Summary

The personal blog of game designer, programmer and Cand. Scient. Informatics, Jimmy Marcus Larsen. Currently working as a game designer at Cego ApS.

An update

October 28, 2005 at 21:10

Guess I’m not very good at remembering to write here.

Anyway, I’m here now to deliver a small update to the status of the project. I have not been coding much, but the main game framework is done including different graphics and AI routines. Just need to put together the game logic and that minor speech recognition detail… Most of my time have been used on courses and writing theory for the project. I Developed a clever linguistic theory about computer games design, and is planning to put that to good use soon. The obvious result is that the early design concept might change very much - hopefully for the better.

I also realized that speech recognition is an immature technique, so incorporating its weaknesses (low precision recognition) in the game might be a good idea. But how do I do that? Soldiers who can’t hear my commands because of radio static? Soccer players who can’t hear everything their coach is screaming at them? I have a few ideas, but none of them really are great. Feel free to share your ideas!

HMM dropped

October 8, 2005 at 20:00

I have been playing around with the HTK Toolkit, and even though it’s really nice, and well documented as well, I don’t think it will be portable to the Nintendo DS. It will be too slow because of its HMM approach to recognition, so any recognizer of that kind have been dropped. The goal is now to write my own speaker dependant recognizer. Keywords are: speech period detection, dynamic time warp (DTW) and a lot of hard work. The last weeks have also been busy with reading theory on speech recognition, languages and everything else relating to the project.

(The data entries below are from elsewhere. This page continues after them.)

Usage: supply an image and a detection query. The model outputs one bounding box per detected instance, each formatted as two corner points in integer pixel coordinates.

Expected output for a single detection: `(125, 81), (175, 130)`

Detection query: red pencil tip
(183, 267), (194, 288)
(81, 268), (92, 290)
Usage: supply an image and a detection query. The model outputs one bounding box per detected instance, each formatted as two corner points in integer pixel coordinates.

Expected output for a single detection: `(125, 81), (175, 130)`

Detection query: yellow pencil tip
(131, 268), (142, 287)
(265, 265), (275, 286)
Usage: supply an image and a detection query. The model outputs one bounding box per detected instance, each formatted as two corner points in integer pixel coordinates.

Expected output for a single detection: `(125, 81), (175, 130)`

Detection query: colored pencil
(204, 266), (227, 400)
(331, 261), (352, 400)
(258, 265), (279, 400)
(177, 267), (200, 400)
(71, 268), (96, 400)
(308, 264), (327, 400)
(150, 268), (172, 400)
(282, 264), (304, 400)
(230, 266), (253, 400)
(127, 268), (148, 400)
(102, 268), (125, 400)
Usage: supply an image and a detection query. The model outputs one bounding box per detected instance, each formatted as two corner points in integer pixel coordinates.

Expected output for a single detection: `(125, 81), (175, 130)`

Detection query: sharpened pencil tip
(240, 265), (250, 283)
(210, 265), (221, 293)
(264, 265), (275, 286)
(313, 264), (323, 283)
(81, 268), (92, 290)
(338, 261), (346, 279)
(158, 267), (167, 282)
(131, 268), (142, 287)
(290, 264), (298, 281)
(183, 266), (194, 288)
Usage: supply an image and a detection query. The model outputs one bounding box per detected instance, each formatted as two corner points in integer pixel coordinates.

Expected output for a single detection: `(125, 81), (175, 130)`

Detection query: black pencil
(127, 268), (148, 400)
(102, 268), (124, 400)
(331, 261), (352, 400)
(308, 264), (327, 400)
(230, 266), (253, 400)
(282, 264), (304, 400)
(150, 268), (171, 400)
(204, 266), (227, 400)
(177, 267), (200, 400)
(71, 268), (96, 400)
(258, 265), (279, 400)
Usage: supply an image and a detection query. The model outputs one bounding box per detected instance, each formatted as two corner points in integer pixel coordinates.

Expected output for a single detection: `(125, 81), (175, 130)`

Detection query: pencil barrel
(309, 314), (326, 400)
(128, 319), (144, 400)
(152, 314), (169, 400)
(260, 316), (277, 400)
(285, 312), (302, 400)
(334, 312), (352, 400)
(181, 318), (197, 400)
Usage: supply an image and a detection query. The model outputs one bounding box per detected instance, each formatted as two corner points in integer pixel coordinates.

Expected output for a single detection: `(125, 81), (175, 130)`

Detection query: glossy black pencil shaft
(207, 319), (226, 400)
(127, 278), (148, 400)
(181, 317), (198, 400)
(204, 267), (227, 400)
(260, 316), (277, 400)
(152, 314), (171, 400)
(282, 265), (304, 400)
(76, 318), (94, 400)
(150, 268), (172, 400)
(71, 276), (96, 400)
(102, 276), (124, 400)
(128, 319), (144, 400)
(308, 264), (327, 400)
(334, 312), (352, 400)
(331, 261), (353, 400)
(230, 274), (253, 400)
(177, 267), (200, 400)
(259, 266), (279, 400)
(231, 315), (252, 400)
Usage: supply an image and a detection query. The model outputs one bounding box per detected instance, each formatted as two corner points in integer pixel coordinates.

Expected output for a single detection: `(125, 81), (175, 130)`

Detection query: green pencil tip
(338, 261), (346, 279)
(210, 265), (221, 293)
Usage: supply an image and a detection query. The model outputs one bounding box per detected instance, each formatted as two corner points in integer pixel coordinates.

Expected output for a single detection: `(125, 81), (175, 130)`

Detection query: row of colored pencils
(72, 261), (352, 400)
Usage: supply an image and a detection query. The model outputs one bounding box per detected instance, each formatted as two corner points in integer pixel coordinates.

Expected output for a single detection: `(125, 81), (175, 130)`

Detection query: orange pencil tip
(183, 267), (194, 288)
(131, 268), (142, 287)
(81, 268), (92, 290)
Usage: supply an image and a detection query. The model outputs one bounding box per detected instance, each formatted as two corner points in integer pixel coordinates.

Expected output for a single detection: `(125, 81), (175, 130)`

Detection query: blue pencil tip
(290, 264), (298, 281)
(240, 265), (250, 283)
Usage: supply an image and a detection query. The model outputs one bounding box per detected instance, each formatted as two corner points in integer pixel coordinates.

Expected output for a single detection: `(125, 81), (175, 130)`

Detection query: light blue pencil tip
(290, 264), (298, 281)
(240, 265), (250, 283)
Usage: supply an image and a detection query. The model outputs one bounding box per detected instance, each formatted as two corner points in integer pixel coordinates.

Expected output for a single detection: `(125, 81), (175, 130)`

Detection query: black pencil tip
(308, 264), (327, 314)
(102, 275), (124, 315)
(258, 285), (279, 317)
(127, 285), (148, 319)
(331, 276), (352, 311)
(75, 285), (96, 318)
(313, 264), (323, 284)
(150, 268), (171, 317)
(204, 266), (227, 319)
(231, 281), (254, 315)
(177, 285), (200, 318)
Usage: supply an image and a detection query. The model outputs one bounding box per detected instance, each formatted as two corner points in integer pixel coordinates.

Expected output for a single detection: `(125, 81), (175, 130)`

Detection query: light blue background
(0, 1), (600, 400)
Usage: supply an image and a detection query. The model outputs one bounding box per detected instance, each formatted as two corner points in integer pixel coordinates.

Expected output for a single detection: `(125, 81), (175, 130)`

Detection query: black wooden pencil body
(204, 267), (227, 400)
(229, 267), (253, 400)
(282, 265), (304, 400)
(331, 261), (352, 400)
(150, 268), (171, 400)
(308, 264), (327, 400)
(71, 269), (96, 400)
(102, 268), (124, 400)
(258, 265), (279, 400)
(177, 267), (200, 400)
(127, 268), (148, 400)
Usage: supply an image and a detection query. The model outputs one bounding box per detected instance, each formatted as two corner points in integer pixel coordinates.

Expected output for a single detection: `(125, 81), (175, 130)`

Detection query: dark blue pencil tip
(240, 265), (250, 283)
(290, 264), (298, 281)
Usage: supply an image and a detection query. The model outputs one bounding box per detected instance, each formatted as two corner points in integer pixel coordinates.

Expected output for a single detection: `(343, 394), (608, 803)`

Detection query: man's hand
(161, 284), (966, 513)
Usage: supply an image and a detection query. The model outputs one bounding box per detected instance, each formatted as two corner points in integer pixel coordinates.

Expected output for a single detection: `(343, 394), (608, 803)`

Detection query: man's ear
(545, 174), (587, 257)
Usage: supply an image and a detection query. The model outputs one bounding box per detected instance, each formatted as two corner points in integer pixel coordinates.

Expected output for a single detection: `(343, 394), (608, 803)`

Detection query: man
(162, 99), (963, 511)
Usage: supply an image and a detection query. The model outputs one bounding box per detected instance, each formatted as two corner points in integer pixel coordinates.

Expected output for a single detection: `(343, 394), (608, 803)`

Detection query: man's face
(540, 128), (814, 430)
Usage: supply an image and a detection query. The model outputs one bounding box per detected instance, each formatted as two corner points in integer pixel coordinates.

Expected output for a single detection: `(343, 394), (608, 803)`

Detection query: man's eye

At the same time, with Christmas getting near, game releases are accelerating so my job as a game reviewer is taking some of my time. I make sure giving the project highest priority as I don’t wan’t to get behind with it, but reviewing games is actually helping it too. Analysing other peoples games can be very rewarding in terms of knowledge of the market, knowing what works and doesn’t and so on. My own design will likely benefit from this.